Queremos entender, pero no basta entender para poder actuar. Hay que vivir muchas veces sin entender. Sin entender a tu vecino, a tu jefe, a tu amigo, a tu mujer o a tu marido, a la Iglesia, a tus padres, incluso sin entender a Dios. En un acto supremo de soberbia queremos manejarlo todo, y esta psicologización frecuente, aunque se maquille de buena intención, no deja de ser una tentación omnipresente y paternalista de querer tener el control sobre otros, hacer un análisis y juzgar un conocimiento reducido de quien se encuentra delante. Poner nuestros dones al servicio del bien, no nos hace automáticamente santos, nos hará, positiva y afortunadamente, virtuosos. Pero la libertad se juega en otro ámbito, en el de la conjunción íntima de la fe y la voluntad, movimiento bidireccional esencial de la catolicidad. Como señala Ignacio Tellechea en la biografía Ignacio de Loyola, solo y a pie (Ed.
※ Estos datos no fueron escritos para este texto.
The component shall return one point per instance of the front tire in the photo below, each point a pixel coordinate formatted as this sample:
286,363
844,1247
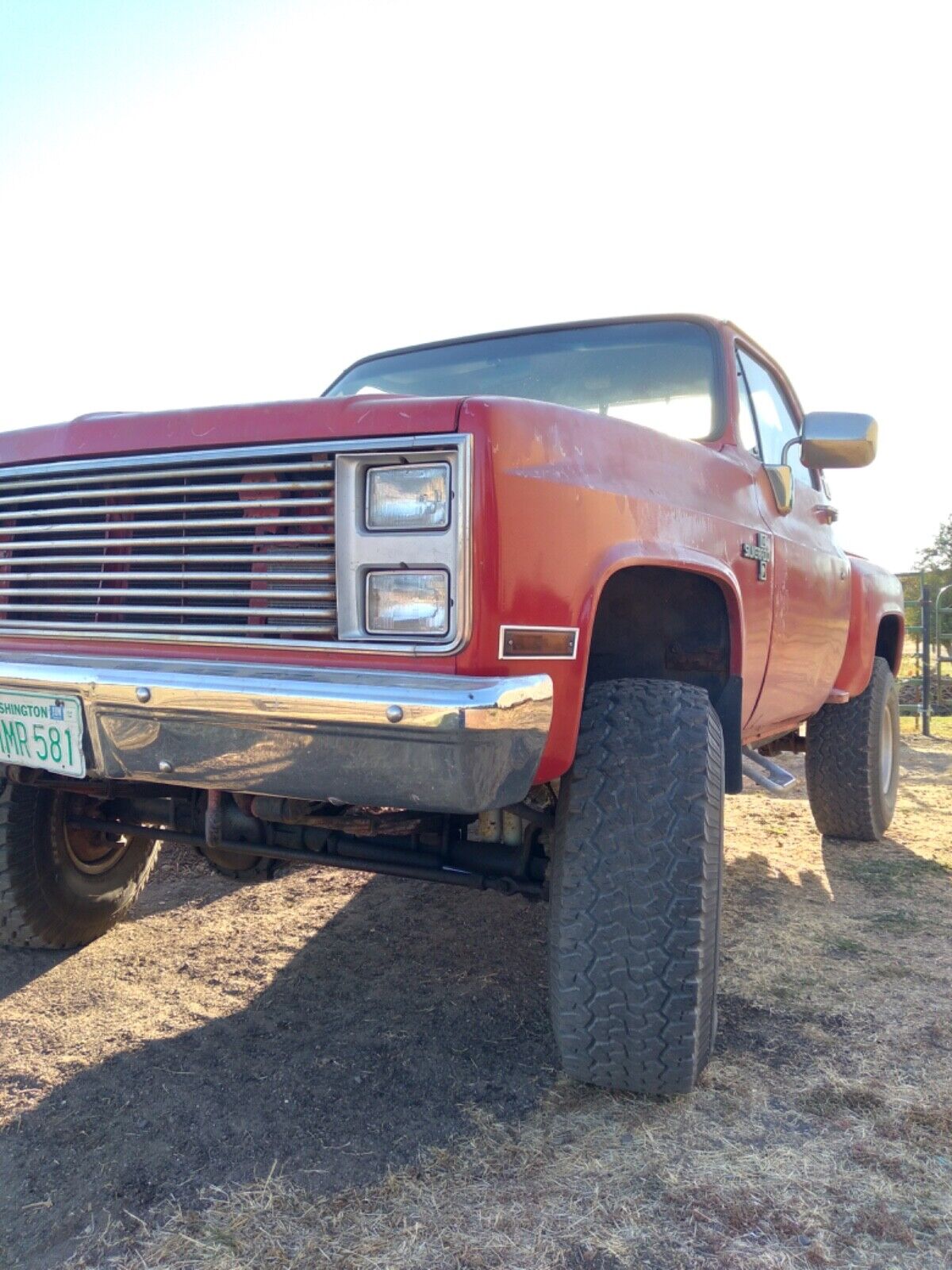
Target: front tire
636,884
852,761
61,887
Sígueme), poniendo en contexto la distinción entre Lutero e Íñigo, dirá que Lutero “vio en Cristo al Redentor que todo nos lo da; Íñigo no negaba esto, pero vio además que Cristo esperaba de nosotros algo más que la sola fe: su seguimiento, su imitación, su servicio; que podíamos ofrecerle nuestra voluntad, aunque fuese pecadora”. Es el reconocimiento de un Dios que lo abraza todo: nuestra miseria, nuestras manos vacías, nuestro ser más detestable, ese que solo nosotros y Dios conocemos. Pero también la acción necesaria, que se sabe humanamente limitada, para poder ofrecer, aunque solo sea en disposición, la apuesta personal de uno mismo. No hay Santo que no se le reconozca libre. Si (re)conocemos a Dios como garante de esta liberación, nuestra vida ya no caminará por un sendero escabroso y moralista, sino se asemejará al niño que en un paseo matutino sabe que nada teme porque va sostenido de las manos de su Padre, unas manos de las que no manarán psicología, sino un aire liberador que se expandirá hasta el rincón más escondido de nosotros mismos.